Unfortunately, just like my experience with Kingmaker, almost all of the extra-curricular gameplay elements layered in this manner felt incredibly superfluous to me. Crusade battles never approached anything interesting, and my best units ended up being the basic archers I started with. Despite later unlocking advanced classes, new spells, and even dragons, I often found myself sticking with my basic archer loadout and simply wanting to clear all the enemies off the map so I didn't have to deal with them anymore.
One of Wrath of the Righteous's defining characteristics is how it continues to shift the gameplay framework from Act to Act, despite the 100-plus hour runtime. Act 1 takes place wholly within Kenabres, followed by introducing the world map and Crusade battles in Act 2. The mid-point of the game finally introduces Crusade Management, which borrows from the Kingdom features in Kingmaker, while Act 4 drops all of these features entirely as the story shifts to a one-time location for the entirety of the chapter.

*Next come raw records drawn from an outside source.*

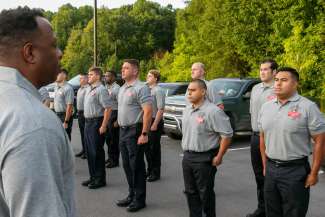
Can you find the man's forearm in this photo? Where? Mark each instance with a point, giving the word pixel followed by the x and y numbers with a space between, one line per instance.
pixel 147 114
pixel 224 144
pixel 318 154
pixel 68 112
pixel 158 117
pixel 262 149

As the game slowly doled out new gameplay mechanics in each Act, I quickly came to realize how unnecessary almost all of them felt. I went ahead and spent Crusade resources upgrading my forts and armies but the impact it had on the moment-to-moment gameplay was minimal. Resourcing specific requests and upgrading generic stats like Leadership and Diplomacy felt almost entirely sequestered to a bar in the UI that I was obligated to improve. Certain progression systems tied to this gave my Crusade armies and generals new capabilities or spells, but fell flat because I never found myself at all eager to engage in more Crusade battles.
The one exception to this impression came early in Act 5, where I learned that the armies that I had built up in an earlier Act had eventually been replaced due to specific events in the back half of the game. While this was of course frustrating, it did sell the passage of time and hardship of the extended series of battles that had persisted over the course of the game. In this specific instance, I appreciated how Owlcat utilized the Crusade gameplay elements to inform the story itself.
Finally, while Wrath of the Righteous is certainly in a much better place than Kingmaker was in terms of polish, I still found several rough spots, especially in the later Acts of the game. My character icons would often disappear on the world map, several times I lost the ability to pause or open a menu without restarting the game, often found enemy units clipping through the environment, and I ended up with multiple quests seemingly broken and stuck in my quest log. While I've played enough similarly rough games and have gotten very used to these sorts of fixes coming in over time, it's still not the home run it could have been.
Despite my misgivings with many of the Crusade-related mechanics, needless management systems, and prevalent bugs -- past all of that is an engaging game that is still easy to recommend to fans of RPGs. A strong narrative that carries itself for the entirety of its lengthy runtime, a huge cast of compelling characters that interface with the story in smart ways, plenty of unique buildcraft, gorgeous art, a variety of quests, and a true commitment to consequence make Pathfinder: Wrath of the Righteous one of the most ambitious RPGs of the year, even if it ultimately falls short.